Maybe you can explain how the container creates the paperless user: why is it necessary, why do the chown at all? Can't it just be run as root or whichever user is passed in?
docker run … -u dockeruser
Doesn't docker run the image as root (uid 0) anyway? Why the need to create a new user and group? My guess is that building the container in the Dockerfile the commands are operating as root. Shouldn't the chown be executed by the root user within the container?
The reason for not using root is security: if the Paperless application had e.g. a remote code execution exploit, you'd instantly have root permissions in the container making it easier to cause harm, potentially even to the host running the container.
You are right that the image is run as root, and the chowns are executed as root, it is only the application that is started as paperless, which is why permissions shouldn't be an issue...
A further reason for having a separate user and enabling remapping of the UID and GID of the user is that on the consumer the user will usually mount the consumption and export directories, which they usually want to keep the rights of their personal user for. So if the e.g. have a user with UID/GID 1002 on the host, the container would allow remapping to that UID/GID as to not cause a permission headache when sharing files between the host and the container.

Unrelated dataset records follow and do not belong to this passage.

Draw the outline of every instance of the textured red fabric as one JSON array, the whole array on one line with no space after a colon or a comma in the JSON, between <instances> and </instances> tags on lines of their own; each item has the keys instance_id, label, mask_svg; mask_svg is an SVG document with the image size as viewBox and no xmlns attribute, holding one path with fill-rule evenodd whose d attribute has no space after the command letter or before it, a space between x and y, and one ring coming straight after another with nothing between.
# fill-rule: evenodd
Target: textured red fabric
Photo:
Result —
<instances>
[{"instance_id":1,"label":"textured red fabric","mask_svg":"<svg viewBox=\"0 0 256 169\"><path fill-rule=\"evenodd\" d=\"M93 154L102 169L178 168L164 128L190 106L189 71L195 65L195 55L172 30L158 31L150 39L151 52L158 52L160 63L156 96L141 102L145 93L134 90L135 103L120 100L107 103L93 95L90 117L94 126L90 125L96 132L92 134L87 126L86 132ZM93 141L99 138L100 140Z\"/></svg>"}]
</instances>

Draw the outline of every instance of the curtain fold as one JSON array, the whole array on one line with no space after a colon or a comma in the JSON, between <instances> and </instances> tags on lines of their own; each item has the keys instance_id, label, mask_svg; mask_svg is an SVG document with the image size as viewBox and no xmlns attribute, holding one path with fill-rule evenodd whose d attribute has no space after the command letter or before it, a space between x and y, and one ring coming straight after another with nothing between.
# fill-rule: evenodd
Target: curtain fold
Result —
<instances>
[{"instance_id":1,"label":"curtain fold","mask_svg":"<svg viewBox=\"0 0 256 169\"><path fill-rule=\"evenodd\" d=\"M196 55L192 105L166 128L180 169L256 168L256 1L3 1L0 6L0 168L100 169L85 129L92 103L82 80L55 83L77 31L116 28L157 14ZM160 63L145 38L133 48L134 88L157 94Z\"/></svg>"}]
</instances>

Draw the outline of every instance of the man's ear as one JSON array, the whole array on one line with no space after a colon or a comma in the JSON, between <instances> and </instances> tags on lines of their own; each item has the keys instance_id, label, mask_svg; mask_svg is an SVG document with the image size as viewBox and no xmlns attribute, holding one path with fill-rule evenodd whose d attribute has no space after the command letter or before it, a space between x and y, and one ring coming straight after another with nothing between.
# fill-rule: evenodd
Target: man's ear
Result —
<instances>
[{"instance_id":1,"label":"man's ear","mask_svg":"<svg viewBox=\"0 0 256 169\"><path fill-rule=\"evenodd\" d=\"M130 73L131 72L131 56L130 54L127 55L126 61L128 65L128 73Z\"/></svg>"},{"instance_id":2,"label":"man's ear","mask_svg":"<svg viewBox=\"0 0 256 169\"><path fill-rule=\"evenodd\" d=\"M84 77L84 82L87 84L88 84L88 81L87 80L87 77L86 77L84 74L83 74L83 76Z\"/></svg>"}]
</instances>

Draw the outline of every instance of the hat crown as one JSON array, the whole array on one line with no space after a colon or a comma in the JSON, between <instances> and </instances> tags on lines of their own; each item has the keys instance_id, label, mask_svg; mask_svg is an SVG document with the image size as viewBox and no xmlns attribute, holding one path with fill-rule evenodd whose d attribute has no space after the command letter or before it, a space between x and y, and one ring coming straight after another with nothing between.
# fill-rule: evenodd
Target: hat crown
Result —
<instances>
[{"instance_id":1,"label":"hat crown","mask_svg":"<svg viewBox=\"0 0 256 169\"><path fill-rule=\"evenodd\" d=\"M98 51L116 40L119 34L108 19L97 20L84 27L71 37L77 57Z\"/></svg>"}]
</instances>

With all that being said, you can of course try to simply run the image as root by disabling the chown and removing the sudos:
diff --git a/scripts/docker-entrypoint.sh b/scripts/docker-entrypoint.sh
index df8df8f..0e65283 100644
--- a/scripts/docker-entrypoint.sh
+++ b/scripts/docker-entrypoint.sh
@@ -39,7 +39,7 @@ set_permissions() {
} >&2
done
# Set permissions for application directory
- chown -Rh paperless:paperless /usr/src/paperless
+ #chown -Rh paperless:paperless /usr/src/paperless
}
migrations() {
@@ -50,7 +50,7 @@ migrations() {
if (set -o noclobber; echo "$$" > "${LOCKFILE}") 2> /dev/null
then
trap 'rm -f "${LOCKFILE}"; exit $?' INT TERM EXIT
- sudo -HEu paperless "/usr/src/paperless/src/manage.py" "migrate"
+ /usr/src/paperless/src/manage.py "migrate"
rm ${LOCKFILE}
fi
}
@@ -99,7 +99,7 @@ if [[ "$1" != "/"* ]]; then
install_languages "$PAPERLESS_OCR_LANGUAGES"
fi
- exec sudo -HEu paperless "/usr/src/paperless/src/manage.py" "$@"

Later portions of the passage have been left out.